I'm having one of those days where my brain could easily be on spin
cycle, but I don't follow you. There are three things going around,
record compression, fragmentation, and difference records.

Working backward, a difference record (aka delta) is a formula,
which, when applied to a fully expanded primary record, produces the
previous version of the record. If you change the value of an integer
in the record from 11 to 12, the delta contains something like 24, 1, 11
where 24 is the offset of the byte that changed, 1 is the length of the
change, and 11 is the old value. So, as far as I see, compression
algorithms have very little to do with deltas.

Record fragments are what happens when a record, when compressed,
doesn't fit on the page where it belongs. Maybe it doesn't fit on any
page. Maybe it is a new version that doesn't compress as well as the
original. In that case, the part that fits goes on the target page with
a pointer in the record header to the page and index offset of tail of
the record.

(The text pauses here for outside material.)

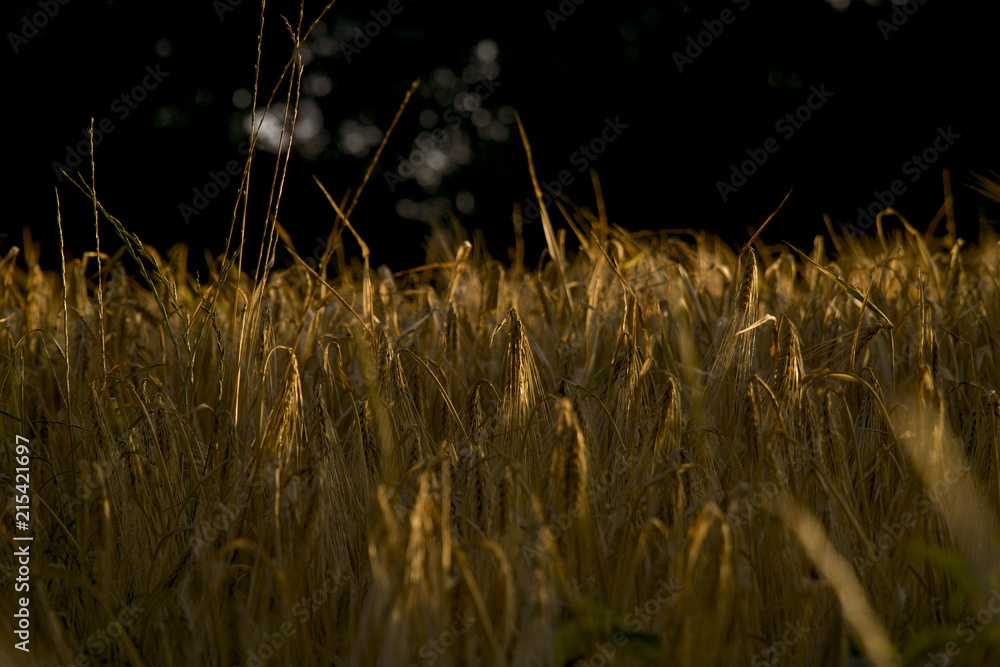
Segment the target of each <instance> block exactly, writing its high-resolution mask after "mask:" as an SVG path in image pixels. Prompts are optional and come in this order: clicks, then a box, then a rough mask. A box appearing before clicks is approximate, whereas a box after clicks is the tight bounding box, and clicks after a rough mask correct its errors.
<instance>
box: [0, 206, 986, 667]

The data is compressed before fragmentation... So
different compression algorithms don't seem to make much difference.

Record compression is what happens to a record between the time its
sitting fat and happy, fully expanded in its record buffer and the
moment when it gets sent to disk. Currently we do a one byte run length
compression, front to back, starting with the first byte after the
record header. A more expensive compression algorithm would reduce the
amount of data stored except in some pathological cases.

Or maybe you meant something completely different?